Ketua Dewan Nasional Palestina, Rouhi Fattouh, menyerukan kepada komunitas internasional untuk segera mengambil langkah konkret mengirimkan pasukan internasional guna melindungi rakyat Palestina di Jalur Gaza.
Ia mengecam berlanjutnya pembantaian yang dilakukan Israel, termasuk serangan di lingkungan Zaitun, Kota Gaza, pada Jumat malam, yang terjadi meski telah diberlakukan gencatan senjata.
Dalam pernyataannya yang dirilis Sabtu, Fattouh menegaskan bahwa pembunuhan itu bukan peristiwa terpisah.
Melainkan bagian dari pola kekerasan yang sistematis—berlandaskan kebijakan pembunuhan dan penghancuran—di tengah kelengahan masyarakat internasional dalam menuntut pertanggungjawaban pelaku kejahatan dan menghentikan agresi.
Serangan di Zaitun itu menewaskan 11 anggota keluarga Abu Shaaban, setelah kendaraan mereka menjadi sasaran tembakan pasukan Israel di kawasan timur Kota Gaza.

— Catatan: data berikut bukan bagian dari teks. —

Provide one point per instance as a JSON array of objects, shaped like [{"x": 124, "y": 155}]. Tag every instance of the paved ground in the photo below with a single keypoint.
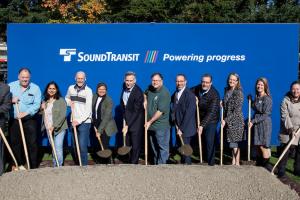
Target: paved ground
[{"x": 144, "y": 182}]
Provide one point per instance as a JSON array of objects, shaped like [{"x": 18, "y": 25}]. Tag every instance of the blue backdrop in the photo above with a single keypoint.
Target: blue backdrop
[{"x": 106, "y": 51}]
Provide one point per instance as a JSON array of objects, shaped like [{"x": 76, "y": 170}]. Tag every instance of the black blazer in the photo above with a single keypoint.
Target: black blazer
[
  {"x": 209, "y": 105},
  {"x": 5, "y": 102},
  {"x": 184, "y": 112},
  {"x": 133, "y": 112}
]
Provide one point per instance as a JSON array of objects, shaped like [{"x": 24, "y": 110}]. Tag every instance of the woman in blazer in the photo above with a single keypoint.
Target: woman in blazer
[
  {"x": 102, "y": 114},
  {"x": 233, "y": 116},
  {"x": 55, "y": 121}
]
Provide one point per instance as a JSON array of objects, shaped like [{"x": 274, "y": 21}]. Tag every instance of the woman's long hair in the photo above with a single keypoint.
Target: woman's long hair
[{"x": 57, "y": 94}]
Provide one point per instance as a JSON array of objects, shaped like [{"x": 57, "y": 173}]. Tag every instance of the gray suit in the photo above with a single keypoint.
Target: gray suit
[{"x": 5, "y": 103}]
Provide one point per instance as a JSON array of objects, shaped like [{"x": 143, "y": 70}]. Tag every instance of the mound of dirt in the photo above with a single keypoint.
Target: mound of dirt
[{"x": 144, "y": 182}]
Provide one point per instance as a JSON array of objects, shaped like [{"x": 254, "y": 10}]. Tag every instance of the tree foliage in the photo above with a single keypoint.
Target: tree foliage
[{"x": 180, "y": 11}]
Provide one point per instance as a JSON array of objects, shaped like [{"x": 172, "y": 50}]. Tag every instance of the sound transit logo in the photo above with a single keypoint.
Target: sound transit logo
[
  {"x": 151, "y": 56},
  {"x": 67, "y": 53}
]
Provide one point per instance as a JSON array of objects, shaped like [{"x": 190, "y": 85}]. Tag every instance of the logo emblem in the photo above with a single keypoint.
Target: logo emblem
[
  {"x": 67, "y": 53},
  {"x": 151, "y": 56}
]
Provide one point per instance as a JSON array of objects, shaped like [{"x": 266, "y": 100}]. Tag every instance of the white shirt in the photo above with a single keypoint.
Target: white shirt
[{"x": 99, "y": 99}]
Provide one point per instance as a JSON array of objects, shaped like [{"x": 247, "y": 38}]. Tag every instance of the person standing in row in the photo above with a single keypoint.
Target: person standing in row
[
  {"x": 233, "y": 115},
  {"x": 132, "y": 100},
  {"x": 102, "y": 115},
  {"x": 184, "y": 112},
  {"x": 158, "y": 125},
  {"x": 289, "y": 124},
  {"x": 28, "y": 96},
  {"x": 79, "y": 97},
  {"x": 262, "y": 122},
  {"x": 55, "y": 121},
  {"x": 5, "y": 103},
  {"x": 209, "y": 107}
]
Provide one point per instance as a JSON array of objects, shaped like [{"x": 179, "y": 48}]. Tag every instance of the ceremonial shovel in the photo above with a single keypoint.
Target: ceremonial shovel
[
  {"x": 286, "y": 149},
  {"x": 50, "y": 137},
  {"x": 104, "y": 153},
  {"x": 146, "y": 131},
  {"x": 76, "y": 139},
  {"x": 199, "y": 136},
  {"x": 9, "y": 149},
  {"x": 185, "y": 149},
  {"x": 124, "y": 149},
  {"x": 221, "y": 136},
  {"x": 249, "y": 129},
  {"x": 23, "y": 136}
]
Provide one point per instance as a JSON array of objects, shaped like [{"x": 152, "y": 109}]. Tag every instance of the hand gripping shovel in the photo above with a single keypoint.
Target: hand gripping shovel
[
  {"x": 9, "y": 149},
  {"x": 124, "y": 149},
  {"x": 104, "y": 153},
  {"x": 185, "y": 149},
  {"x": 286, "y": 149},
  {"x": 23, "y": 136}
]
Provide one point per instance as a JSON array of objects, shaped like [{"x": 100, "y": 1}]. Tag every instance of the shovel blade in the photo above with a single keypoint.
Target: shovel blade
[
  {"x": 124, "y": 150},
  {"x": 185, "y": 150},
  {"x": 104, "y": 153}
]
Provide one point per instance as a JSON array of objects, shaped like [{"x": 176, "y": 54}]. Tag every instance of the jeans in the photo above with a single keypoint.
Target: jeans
[
  {"x": 159, "y": 140},
  {"x": 83, "y": 131},
  {"x": 59, "y": 147},
  {"x": 209, "y": 134}
]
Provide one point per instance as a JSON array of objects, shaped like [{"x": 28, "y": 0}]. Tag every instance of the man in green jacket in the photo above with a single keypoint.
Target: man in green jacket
[{"x": 158, "y": 125}]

Menurut Fattouh, dalih militer Israel bahwa kendaraan tersebut mendekati “garis kuning”—wilayah tempat pasukan Israel bertahan setelah penarikan sebagian pasukan sesuai kesepakatan gencatan senjata—tidak dapat diterima.
Ia menyebutnya sebagai “pelanggaran berat terhadap hukum humaniter internasional dan bukti baru atas sikap sewenang-wenang Israel terhadap nilai-nilai kemanusiaan.”

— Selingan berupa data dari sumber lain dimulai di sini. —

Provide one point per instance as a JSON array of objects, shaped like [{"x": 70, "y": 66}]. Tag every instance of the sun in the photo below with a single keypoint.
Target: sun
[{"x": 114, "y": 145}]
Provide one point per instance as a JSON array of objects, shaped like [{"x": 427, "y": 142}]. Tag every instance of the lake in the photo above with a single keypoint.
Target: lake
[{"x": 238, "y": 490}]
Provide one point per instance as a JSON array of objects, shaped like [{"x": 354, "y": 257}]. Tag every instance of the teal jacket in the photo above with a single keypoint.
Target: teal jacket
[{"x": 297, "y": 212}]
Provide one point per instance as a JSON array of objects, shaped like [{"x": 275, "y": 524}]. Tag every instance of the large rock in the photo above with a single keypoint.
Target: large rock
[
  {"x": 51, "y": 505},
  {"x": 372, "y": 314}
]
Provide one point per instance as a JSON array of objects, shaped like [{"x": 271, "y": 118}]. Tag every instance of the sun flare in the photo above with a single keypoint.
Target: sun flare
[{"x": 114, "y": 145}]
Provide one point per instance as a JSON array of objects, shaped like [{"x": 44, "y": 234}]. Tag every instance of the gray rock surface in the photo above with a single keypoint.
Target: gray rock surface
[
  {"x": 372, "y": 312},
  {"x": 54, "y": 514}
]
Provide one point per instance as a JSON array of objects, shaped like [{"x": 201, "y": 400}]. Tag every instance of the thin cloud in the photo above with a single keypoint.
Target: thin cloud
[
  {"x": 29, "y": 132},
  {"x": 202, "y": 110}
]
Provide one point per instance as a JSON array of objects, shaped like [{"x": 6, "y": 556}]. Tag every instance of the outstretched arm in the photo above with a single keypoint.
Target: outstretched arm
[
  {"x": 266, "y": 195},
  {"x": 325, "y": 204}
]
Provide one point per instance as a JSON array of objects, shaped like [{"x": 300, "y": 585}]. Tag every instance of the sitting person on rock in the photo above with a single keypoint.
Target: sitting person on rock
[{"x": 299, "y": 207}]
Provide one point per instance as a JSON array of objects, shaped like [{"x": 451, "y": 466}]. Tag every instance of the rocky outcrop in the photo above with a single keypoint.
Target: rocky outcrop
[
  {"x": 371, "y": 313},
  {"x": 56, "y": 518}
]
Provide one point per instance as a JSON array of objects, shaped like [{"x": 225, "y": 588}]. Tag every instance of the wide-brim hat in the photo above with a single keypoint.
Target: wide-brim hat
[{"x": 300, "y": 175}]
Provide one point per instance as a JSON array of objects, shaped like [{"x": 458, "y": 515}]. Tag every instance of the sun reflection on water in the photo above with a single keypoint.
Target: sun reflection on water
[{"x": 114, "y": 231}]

Fattouh juga mendesak masyarakat internasional dan pemerintah Amerika Serikat (AS) untuk menjamin penghentian agresi secara menyeluruh serta memastikan pemenuhan kebutuhan dasar rakyat Palestina, mulai dari pangan dan tempat tinggal hingga layanan kesehatan.
Ia menegaskan pentingnya memenangkan keadilan dan hak-hak rakyat Palestina.

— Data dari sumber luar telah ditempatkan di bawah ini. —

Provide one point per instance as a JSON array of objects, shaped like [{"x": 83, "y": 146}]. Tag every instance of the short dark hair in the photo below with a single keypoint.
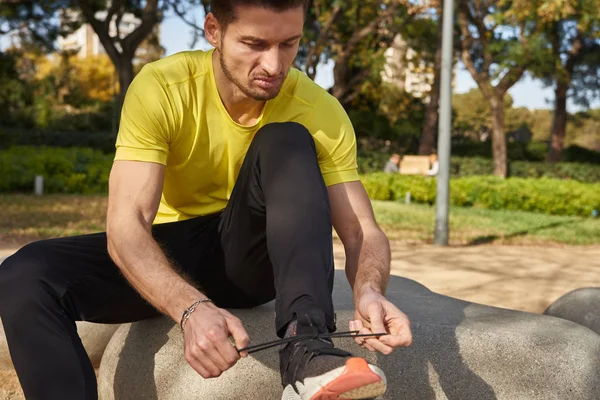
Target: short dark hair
[{"x": 224, "y": 10}]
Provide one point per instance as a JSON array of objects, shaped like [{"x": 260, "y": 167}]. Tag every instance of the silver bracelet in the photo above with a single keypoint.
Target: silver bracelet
[{"x": 190, "y": 310}]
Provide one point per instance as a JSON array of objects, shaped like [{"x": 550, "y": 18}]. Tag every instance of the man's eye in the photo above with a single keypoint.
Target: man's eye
[{"x": 255, "y": 46}]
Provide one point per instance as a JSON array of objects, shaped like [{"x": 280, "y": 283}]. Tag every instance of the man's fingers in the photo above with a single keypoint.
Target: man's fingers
[
  {"x": 209, "y": 350},
  {"x": 201, "y": 364},
  {"x": 240, "y": 336},
  {"x": 376, "y": 318},
  {"x": 404, "y": 338}
]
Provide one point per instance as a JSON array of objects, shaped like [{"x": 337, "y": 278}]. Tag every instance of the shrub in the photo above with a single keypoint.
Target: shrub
[
  {"x": 99, "y": 140},
  {"x": 544, "y": 195},
  {"x": 73, "y": 170}
]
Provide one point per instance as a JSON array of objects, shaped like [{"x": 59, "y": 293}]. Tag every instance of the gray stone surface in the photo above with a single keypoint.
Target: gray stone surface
[
  {"x": 460, "y": 351},
  {"x": 581, "y": 306},
  {"x": 95, "y": 337}
]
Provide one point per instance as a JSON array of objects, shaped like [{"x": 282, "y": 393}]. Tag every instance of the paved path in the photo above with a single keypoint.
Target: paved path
[
  {"x": 516, "y": 277},
  {"x": 524, "y": 278}
]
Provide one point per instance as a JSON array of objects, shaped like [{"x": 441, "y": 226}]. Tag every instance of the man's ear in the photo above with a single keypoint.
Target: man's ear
[{"x": 212, "y": 30}]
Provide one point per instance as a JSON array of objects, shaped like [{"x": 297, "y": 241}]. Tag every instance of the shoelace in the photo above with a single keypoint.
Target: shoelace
[{"x": 298, "y": 338}]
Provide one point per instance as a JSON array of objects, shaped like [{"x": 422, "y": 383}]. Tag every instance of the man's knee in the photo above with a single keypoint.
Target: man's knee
[
  {"x": 23, "y": 274},
  {"x": 285, "y": 136}
]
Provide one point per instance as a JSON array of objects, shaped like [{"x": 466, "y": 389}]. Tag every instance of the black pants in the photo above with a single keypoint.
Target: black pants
[{"x": 273, "y": 240}]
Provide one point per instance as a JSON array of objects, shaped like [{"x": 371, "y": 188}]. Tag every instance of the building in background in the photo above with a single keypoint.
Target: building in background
[
  {"x": 86, "y": 43},
  {"x": 405, "y": 70}
]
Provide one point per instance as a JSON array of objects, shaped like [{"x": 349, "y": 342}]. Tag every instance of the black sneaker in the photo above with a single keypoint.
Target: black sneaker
[{"x": 313, "y": 369}]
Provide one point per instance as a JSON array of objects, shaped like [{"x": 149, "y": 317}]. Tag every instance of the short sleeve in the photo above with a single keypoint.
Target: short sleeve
[
  {"x": 148, "y": 120},
  {"x": 335, "y": 141}
]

Perjanjian gencatan senjata di Gaza mulai berlaku pada 10 Oktober lalu, namun serangan udara Israel masih terus terjadi secara sporadis di sejumlah wilayah.
Hingga kini, Israel belum membuka seluruh jalur perbatasan sebagaimana diatur dalam kesepakatan, yang seharusnya memungkinkan masuknya bantuan kemanusiaan tanpa hambatan.
Dewan Nasional Palestina—yang berfungsi layaknya parlemen Organisasi Pembebasan Palestina (PLO)—memiliki mandat untuk menetapkan kebijakan dan program lembaga-lembaga di bawah organisasi tersebut.
Sejak dibentuk pada tahun 1964, dewan ini telah menggelar 32 sidang, meski belum pernah melalui proses pemilihan langsung.
Menurut anggaran dasar PLO, anggota dewan seharusnya dipilih untuk masa jabatan tiga tahun melalui pemungutan suara langsung oleh rakyat Palestina.
Namun, karena kondisi politik dan keamanan yang belum memungkinkan, pemilu belum pernah digelar, dan dewan tetap menjalankan tugasnya sampai tercipta situasi yang memungkinkan penyelenggaraan pemilihan umum.